Eating Healthy

Acquiring healthy eating habits at a young age paves the way for a lifetime of smart choices! Healthy Toddlers Care provides lessons and tips that will help everyone in the family enjoy tasty, nutritionally balanced meals. As you know from our name, we are committed to providing healthy options of our children. Key among these is encouraging smart choices for food and beverages.

 

Why is this so important? Overweight and obese children are more likely to suffer from sleep apnea and childhood growth disorders. They are also at greater risk for the early onset of health problems typically found in adults—such as type 2 diabetes, high blood pressure, high cholesterol, bone and joint problems and cardiovascular disease. Being overweight or obese can affect more than children’s physical health. Children who are severely obese are more likely to struggle academically and have behavioral issues at school. They are more likely to suffer from sleep apnea, peer rejection, bullying, and depression.

 

Healthy eating can stabilize children’s energy, sharpen their minds, and even-out their moods. While peer pressure and TV commercials for junk food can make getting kids to eat well a challenge, there are steps we can take to instill healthy eating habits without turning mealtimes into a battle zone. By encouraging healthy eating habits now, we can make a huge impact on our children’s lifelong relationship with food and give them the best opportunity to grow into healthy, confident adults.

 

We can’t over-emphasize the importance of healthy snacks and meals for you and your children. (Yes, we include you because you are the most significant role model your child has.)Breakfast is a very important meal and we ask that your child get some form of protein during breakfast.Fruit is also important as it is a complex carbohydrate and will last longer than the quick fix of pop tarts or other like items. We suggest eggs, whole grain breads or muffins, fruits, hot cereals, and yogurt as a good start to the day. These foods have “staying power” and your child will be happy to work all morning.

 

At Healthy Toddlers Care, our mealtime routines are the same for all children, but we appreciate that some children may have special dietary needs (physical, developmental, behavioral, emotional or religious) that restrict eating. Our meals and snacks take individual requirements into consideration. 

 

The following list will help you better understand our nutritional goals:

 
Fruits and Vegetables:
These might be given as snacks, such as apple or carrot slices. Vegetables might be part of a traditional hot lunch, mixed into soup, or included in a crisp salad.
 

Whole Grains:

You might make buckwheat pancakes or multigrain toast for breakfast; we might have a sandwich on wheat bread for lunch, or brown rice or another whole grain as part of a traditional hot lunch.

 

Milk and Dairy:

Milk, cheese, yogurt and milk pudding are all good choices.

 

Protein

We encourage your child to try a variety of proteins, such as turkey, eggs, fish, chicken, lamb, baked beans and lentils. 

 

Steering our childrentowards a lifetime of healthy eating calls for a partnership between Healthy Toddlers Care and each of our families. Throughout the year we share information to support your family’s healthy habits.

 

Steps to Positive Eating Behaviors:

  1. Provide a variety of foods at meals and snacks, especially whole grains, vegetables, and fruits.
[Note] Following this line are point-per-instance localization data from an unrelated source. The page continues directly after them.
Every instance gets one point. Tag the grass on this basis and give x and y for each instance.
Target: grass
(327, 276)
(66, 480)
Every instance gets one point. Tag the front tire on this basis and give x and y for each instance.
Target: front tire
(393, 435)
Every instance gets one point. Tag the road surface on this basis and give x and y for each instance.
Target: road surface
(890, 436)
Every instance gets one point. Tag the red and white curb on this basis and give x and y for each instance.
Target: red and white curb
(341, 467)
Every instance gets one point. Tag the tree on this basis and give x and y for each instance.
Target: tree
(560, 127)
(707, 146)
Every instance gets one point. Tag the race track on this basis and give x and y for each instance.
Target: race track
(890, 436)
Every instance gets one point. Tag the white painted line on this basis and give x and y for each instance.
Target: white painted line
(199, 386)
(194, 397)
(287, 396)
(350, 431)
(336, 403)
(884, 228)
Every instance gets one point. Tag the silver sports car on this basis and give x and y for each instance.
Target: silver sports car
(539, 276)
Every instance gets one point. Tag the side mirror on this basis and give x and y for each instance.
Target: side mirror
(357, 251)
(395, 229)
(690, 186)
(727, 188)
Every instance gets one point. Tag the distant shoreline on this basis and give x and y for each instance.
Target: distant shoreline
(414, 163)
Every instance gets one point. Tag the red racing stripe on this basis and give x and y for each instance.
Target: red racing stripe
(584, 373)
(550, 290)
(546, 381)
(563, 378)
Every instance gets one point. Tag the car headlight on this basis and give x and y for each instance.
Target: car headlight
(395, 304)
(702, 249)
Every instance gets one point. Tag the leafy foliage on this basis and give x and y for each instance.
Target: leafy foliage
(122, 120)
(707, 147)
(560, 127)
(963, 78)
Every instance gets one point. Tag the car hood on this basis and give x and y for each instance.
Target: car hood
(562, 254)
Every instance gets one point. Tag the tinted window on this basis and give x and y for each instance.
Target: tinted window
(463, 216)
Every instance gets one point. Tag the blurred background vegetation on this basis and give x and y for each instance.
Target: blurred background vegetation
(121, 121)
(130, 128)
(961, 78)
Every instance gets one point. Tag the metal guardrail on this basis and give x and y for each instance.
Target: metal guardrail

  1. Offer repeated opportunities to taste new foods.

  1. Sit with children at meals, and enjoy conversation. Talk about the taste, texture, appearance, and the healthful aspects of foods.

  1. Plan adequate time for all children to finish eating.

  1. Respect a child’s expression of satiety or sense of being full.

  1. Develop a routine for serving snacks, applying the same rules whether offering carrots, crackers, or cookies.

  1. Wash hands before snack and mealtime; encourage touching and smelling a food as a step toward tasting.

  1. Find alternatives to using food as a reward or serving foods high in fat, sugar, or salt as part of a celebration.